Faire les choses à la place des autochtones est-il bien pertinent ?
Les moyens alloués sont importants ainsi que le prestige lié à ces opérations, mais le décalage avec la réalité est immense.
Voici des extraits du témoignage d’Alvar Jones Sanchez, Docteur en anthropologie sociale, Fondation Croix-Rouge française, qui est allé sur le terrain et nous fait part de son amertume.
J’ai travaillé pendant une dizaine d’années dans le monde de la coopération internationale, essentiellement sur le continent africain. Je m’en suis distancé pour plusieurs motifs.
L’un des plus importants tient à l’absence de correspondance entre les bénéfices associés à mes fonctions (en termes économiques et de prestige) et l’échec fréquent des projets.
Ce malaise affecte un grand nombre de professionnels au sein d’organisations internationales du développement, qui doivent concilier leur désir de stabilité et de réussite professionnelle avec des questionnements éthiques parfois complexes.
Bureaucratie et entregent…
(…) Ce sont en réalité d’autres compétences qui sont valorisées, telles que la bonne gestion bureaucratique et comptable des projets (la production de rapports, le respect du calendrier, le contrôle budgétaire), la représentation institutionnelle ou la capacité à capter des fonds.
S’assurer que l’intervention constitue une amélioration de la qualité de vie des populations sur le long terme n’est pas directement associé aux exigences du poste. Elle relève plutôt de l’engagement personnel. Très peu d’organismes font le suivi des projets achevés, pour en évaluer la portée un ou deux ans après leur finalisation. Cette inquiétude n’existe pas dans la mesure où elle n’est habituellement pas exigée et financée par les bailleurs. Les professionnels qui prennent cette peine sont rares, et doivent souvent le faire sur leur propre temps libre.
Qu’en est-il de l’efficacité des projets ?
Ces « résidus » sont les traces d’interventions de développement menées par des ONG et des agences internationales. Ils font partie de l’environnement quotidien des populations. Ces vestiges questionnent l’efficacité de beaucoup d’actions menées sur le continent sous la bannière du développement.
Il n’existe pas de données fiables sur le succès et les échecs des interventions. D’autant plus que ces qualifications varient selon de la perspective des acteurs impliqués.
Dans le cadre d’un projet de recherche financé par la Fondation de la Croix Rouge en Casamance, au sud du Sénégal, nous avons visité de nombreux villages afin d’établir ce qu’il restait des projets réalisés par les ONG internationales durant les cinq dernières années. Les interventions définies comme faillies désignaient les situations où les dispositifs mis en place avaient cessé de fonctionner à peine quelques semaines après la fin du projet. Selon cette perspective, le taux d’échec était supérieur à 70 % dans certaines localités, tandis qu’une ONG espagnole caracolait à 90 % d’échec.

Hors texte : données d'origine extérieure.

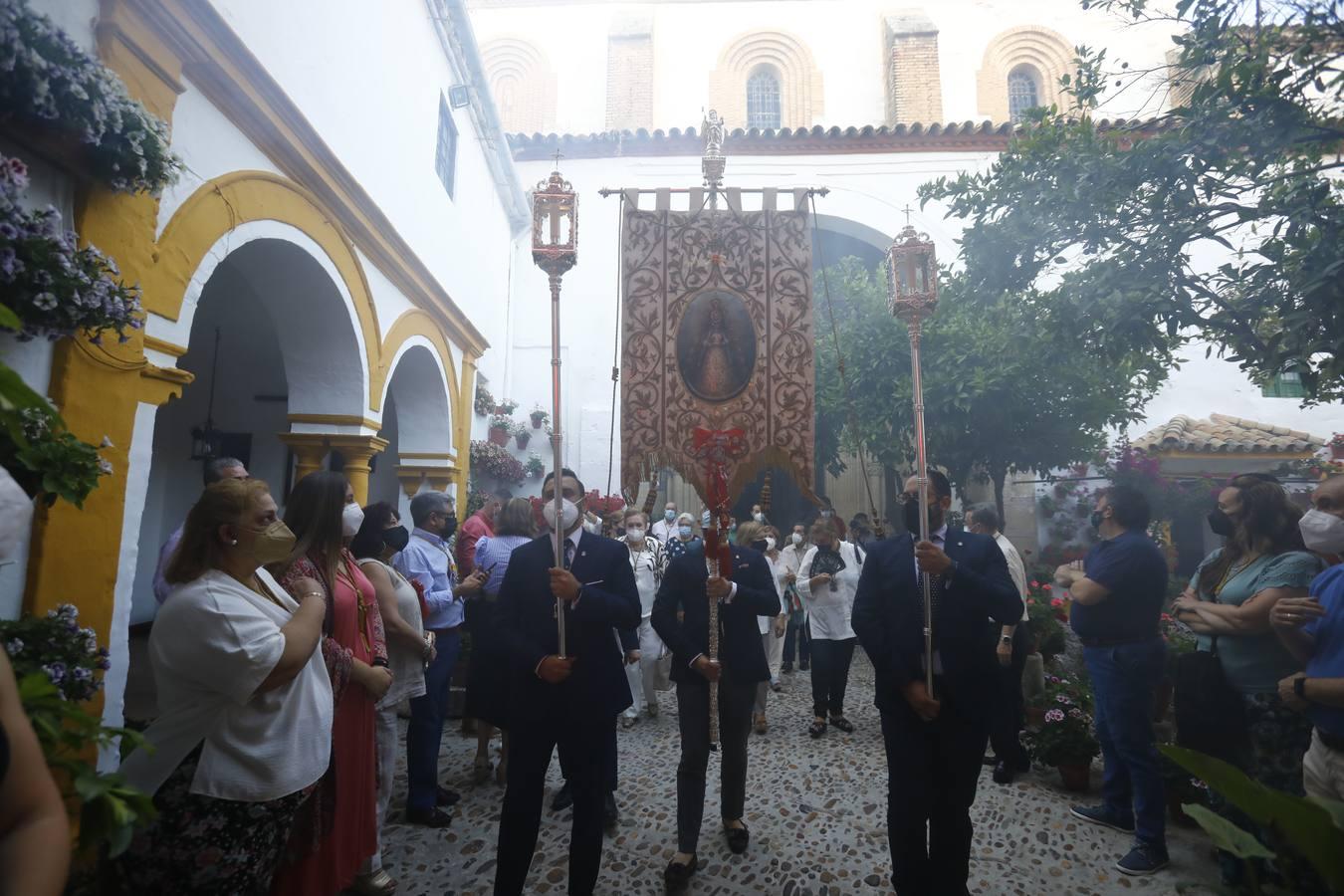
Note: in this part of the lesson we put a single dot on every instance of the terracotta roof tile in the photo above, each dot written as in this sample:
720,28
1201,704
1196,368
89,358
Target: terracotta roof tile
1226,434
867,138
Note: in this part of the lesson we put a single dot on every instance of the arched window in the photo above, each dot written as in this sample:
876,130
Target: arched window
764,99
1023,93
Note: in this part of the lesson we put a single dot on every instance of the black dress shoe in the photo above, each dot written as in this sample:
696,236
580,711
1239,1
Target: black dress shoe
678,875
429,817
738,838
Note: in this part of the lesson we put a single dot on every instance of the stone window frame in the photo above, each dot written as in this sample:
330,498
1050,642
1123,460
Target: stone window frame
511,58
801,100
1045,51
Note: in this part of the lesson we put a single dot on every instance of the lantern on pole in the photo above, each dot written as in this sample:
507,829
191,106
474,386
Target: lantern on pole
913,295
556,251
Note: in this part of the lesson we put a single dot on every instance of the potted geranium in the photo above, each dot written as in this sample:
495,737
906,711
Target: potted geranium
1064,737
484,402
535,466
502,429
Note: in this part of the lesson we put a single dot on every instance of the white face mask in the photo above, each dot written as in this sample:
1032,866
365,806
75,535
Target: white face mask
351,518
568,515
1323,531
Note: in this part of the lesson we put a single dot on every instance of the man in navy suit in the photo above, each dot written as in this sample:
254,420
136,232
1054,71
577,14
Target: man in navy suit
744,594
570,702
934,741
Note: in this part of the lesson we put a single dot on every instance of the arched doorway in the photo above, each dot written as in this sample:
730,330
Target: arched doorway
288,344
418,426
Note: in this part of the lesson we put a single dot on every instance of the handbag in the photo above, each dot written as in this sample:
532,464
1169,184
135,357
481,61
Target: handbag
1210,714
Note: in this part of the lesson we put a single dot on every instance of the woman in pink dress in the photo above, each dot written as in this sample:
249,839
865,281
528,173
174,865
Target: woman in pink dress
337,830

Des blocs maraîchers, des chèvreries, des infrastructures d’eau, une maternité, des marchés communautaires édifiés par les intervenants, tombaient en désuétude à peine quelques mois après leur construction.
Projet de chèvrerie abandonné à Darsalam en Casamance (Sénégal).
(…) De nombreuses interventions de développement (…) sont très problématiques en termes d’impact, de viabilité et de pérennisation. Leur fréquence est difficile à chiffrer à large échelle, dans la mesure où il n’existe bien souvent aucun recensement global des actions menées sur une zone particulière, et où les dispositifs d’évaluation ne sont ni fiables ni homogènes.
Un système d’évaluation déficient
Si la culture de l’évaluation s’est aujourd’hui imposée dans le secteur de la coopération internationale, les outils utilisés sont insuffisants pour calibrer les transformations sociales ou économiques dérivées d’une intervention. Il y a plusieurs raisons à cela :
En premier lieu, l’évaluateur est presque toujours recruté par l’organisation qui a mené l’intervention – ce qui engage inévitablement sa neutralité (…).
En deuxième lieu, l’évaluateur dispose d’à peine quelques heures, voire de quelques jours sur le terrain, afin d’évaluer une intervention souvent menée sur plusieurs années (…)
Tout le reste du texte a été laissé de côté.